SHAKE: 54g Whey with 1 ½ tablespoon all natural peanut butter OR 4 whole Omega-3 eggs

*****MEAL ORDER IS UNIMPORTANT. ALL MEALS ARE EQUAL.

***ONCE A WEEK, HAVE A CHEAT MEAL (instead of MEAL #6) - try to make it the last meal of the day (start after 2 weeks on the diet)

I followed this diet last year after i had let my self get out of shape and within 8 weeks i was in great shape. You should do it for at least 12 weeks and see where you are at.

(Of course when i say you should do it i mean in my opinion you should lol....)


----------



## Big Dawg (Feb 24, 2008)

^ Great advice Con. I would rep you, but apparently I've been loving you too much.


----------



## bbkam (Jun 23, 2008)

Ak_88 said:


> I trained at St Pauls during my first two years and a few weeks of year 3, but then switched to City Gym and trained with Incredible Bulk for about 6 months. Best decision i ever made, if you're within 15 minutes walk of it i would seriously recommended training there.
> 
> Bit more expensive, but the atmosphere is far, far better and you'll pick up advice from everyone as you go along, really helped kick my training back on track from where i was just ticking over.

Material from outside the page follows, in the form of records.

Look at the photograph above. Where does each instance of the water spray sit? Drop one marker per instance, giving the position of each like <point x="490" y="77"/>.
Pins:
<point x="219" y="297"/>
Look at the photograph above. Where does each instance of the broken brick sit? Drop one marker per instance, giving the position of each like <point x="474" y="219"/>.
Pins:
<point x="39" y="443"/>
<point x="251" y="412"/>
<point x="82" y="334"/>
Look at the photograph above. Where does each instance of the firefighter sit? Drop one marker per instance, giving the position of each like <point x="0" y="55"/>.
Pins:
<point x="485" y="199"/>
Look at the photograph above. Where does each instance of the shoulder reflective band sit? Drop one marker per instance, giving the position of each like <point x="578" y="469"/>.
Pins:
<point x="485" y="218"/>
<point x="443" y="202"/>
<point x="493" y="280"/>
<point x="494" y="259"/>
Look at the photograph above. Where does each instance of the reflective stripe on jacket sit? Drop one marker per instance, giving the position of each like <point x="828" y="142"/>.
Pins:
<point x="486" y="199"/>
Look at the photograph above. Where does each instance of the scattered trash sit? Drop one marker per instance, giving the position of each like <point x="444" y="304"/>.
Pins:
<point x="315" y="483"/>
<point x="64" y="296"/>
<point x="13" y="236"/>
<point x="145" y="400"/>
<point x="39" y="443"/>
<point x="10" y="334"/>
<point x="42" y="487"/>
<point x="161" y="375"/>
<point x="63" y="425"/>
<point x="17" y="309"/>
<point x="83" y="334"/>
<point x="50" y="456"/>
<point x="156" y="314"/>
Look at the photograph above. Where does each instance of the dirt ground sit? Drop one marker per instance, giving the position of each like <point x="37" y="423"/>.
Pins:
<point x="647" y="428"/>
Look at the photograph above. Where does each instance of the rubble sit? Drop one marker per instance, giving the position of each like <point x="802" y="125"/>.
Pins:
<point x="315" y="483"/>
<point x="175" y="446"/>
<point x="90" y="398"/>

Yeh i no where city gym is, i was living on bradford road last year, which is like 30 seconds round the corner!!!! But as u no im back for 4 months, and i really want to compete next year!!!! If im back i will try out city gym, i know a few people that train there!!! I have also tried out Edds gym, really hardecore gym, and a very helpful guy that runs it!!!



Biggerdave said:


> Nothing much needs adding on what the other guys have said at the moment mate. Glad to see you have decided to cut as you are carrying too much to bulk in my opinion. Also suggest you hold off on the cycle and see where you are at the end of the cut.
> 
> Am subscribed to the thread and look forward to helping any way i can and seeing your progress. I'm gonna be pretty much on the computer a load in the coming weeks as my own diet start for my next show so i'll see how your getting on
> 
> Dave


Thanks for the support buddy, will try and regulary update this!!! Got bout 3 months left of summer!!!! Will try and change my body as much as possible while im on my summer break!!



Con said:


> Many youngs seem to think bodybuilding is a lot easier than it is. I am talking about guys in reasonable shape to start with but they still can not diet down and get into shape. The reason is dieting is very hard and a complete nightmare as its unplesant and after a few weeks food fills your mind at all times.
> 
> If i was you i would want to shift fat as fast as possible instead of doing it too slowly so i would do a ketogenic diet. Just by looking at your body i see a guy who has eaten far too many carbs and not nearly enough good fats through out his life. Do a keto diet and you will sharpen your response to insulin (carbs) when you reintroduce them.
> 
> ...


Thanks for the support buddy, really apprechiate it!!! Also one m0ore question wot cardio would u recomend? And would u say its ideal to drink a whey shake with coffee on an empty stomach if i was to to cardio in the morning?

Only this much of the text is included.